Monday Morning Meditation 3-9-2020

I received an email to attend a church security workshop in New York.  It is one of many that I’ve received over the past few years as assaults on houses of worship have increased.  I have attended local meetings and webinars for this important topic.  Some of the many questions raised by these workshops include:

  • Should churches have armed security guards?
  • Should we lock all the doors except one?
  • What precautions do we use to keep the people safe?

In the end, there are a lot of complex procedures to create a sense of security.

Pastors have also been inundated with training, workshops, etc. for child safety.  Between clergy abuse scandals and the Penn State scandal, we have had to attend mandatory boundary training and create processes to assure all who volunteer with children have the appropriate three Pennsylvania background checks.

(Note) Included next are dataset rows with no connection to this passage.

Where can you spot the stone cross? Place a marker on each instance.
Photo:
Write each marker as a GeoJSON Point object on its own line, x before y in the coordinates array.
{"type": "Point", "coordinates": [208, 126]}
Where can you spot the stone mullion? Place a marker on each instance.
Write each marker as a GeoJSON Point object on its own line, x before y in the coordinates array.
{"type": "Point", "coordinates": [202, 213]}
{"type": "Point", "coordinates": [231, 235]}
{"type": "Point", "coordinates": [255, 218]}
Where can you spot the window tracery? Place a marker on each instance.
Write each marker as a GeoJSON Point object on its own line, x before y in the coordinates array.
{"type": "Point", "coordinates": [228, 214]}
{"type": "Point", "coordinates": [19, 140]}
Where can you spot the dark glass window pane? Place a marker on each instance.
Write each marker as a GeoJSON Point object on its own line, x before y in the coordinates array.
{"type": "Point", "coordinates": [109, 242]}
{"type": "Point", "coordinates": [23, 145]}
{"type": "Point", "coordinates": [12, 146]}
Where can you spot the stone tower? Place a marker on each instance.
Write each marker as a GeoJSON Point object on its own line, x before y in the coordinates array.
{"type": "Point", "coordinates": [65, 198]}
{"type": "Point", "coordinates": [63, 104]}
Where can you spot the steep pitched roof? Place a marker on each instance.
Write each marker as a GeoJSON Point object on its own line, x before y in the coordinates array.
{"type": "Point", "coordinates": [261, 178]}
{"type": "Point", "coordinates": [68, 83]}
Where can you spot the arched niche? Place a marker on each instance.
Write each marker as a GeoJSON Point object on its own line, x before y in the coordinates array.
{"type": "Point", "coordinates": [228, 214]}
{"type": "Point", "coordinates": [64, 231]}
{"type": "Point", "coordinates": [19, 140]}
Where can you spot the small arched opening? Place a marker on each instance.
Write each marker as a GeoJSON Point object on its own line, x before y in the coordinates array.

In the end, there are a lot of complex procedures to create a sense of security.

And now we have the Corona virus.  No amount of background checks, no locked doors, no security guards will protect us against a virus.  Rather we must protect ourselves.  We need to take those standard hygiene precautions that we should have  been doing all along, like washing our hands properly, staying home when sick, limiting our exposure to those who are sick (which is really hard for those who care for and visit the sick).

Right now, the church leadership is looking at options for the serving of Holy Communion (and I refuse to NOT serve the Lord’s Supper.  It is far too important to neglect).

In the end, there are a lot of complex procedures to create a sense of security.

Hopefully you’ve notices a commonality among these three issues.  We do what we have to do to be as secure as possible, but ultimately, we cannot guarantee 100 percent that nothing bad will ever happen.

I’m reminded of the Joseph saga in Genesis.  Joseph, as the youngest brother, is a real pain.  He tells his brothers, father and mother that in his dreams, his family will bow down to him.  The brothers decided to do away with him.  Joseph, through a series of events, ends up in an Egyptian prison, explains the dream of Pharaoh and becomes second in command in Egypt.

When he reconciles with his brothers, he says this: “You intended to harm me, but God intended it for good to accomplish what is now being done, the saving of many lives” (Genesis 50:20).

I do not believe God has sent us these viruses and problems to accomplish something, rather God calls us to use our faith to accomplish things in these times of crisis.

As you listen to the news, as you hear the panic, remember God.  Be still and know that God is God.  Have faith, take precautions and go out and live your life.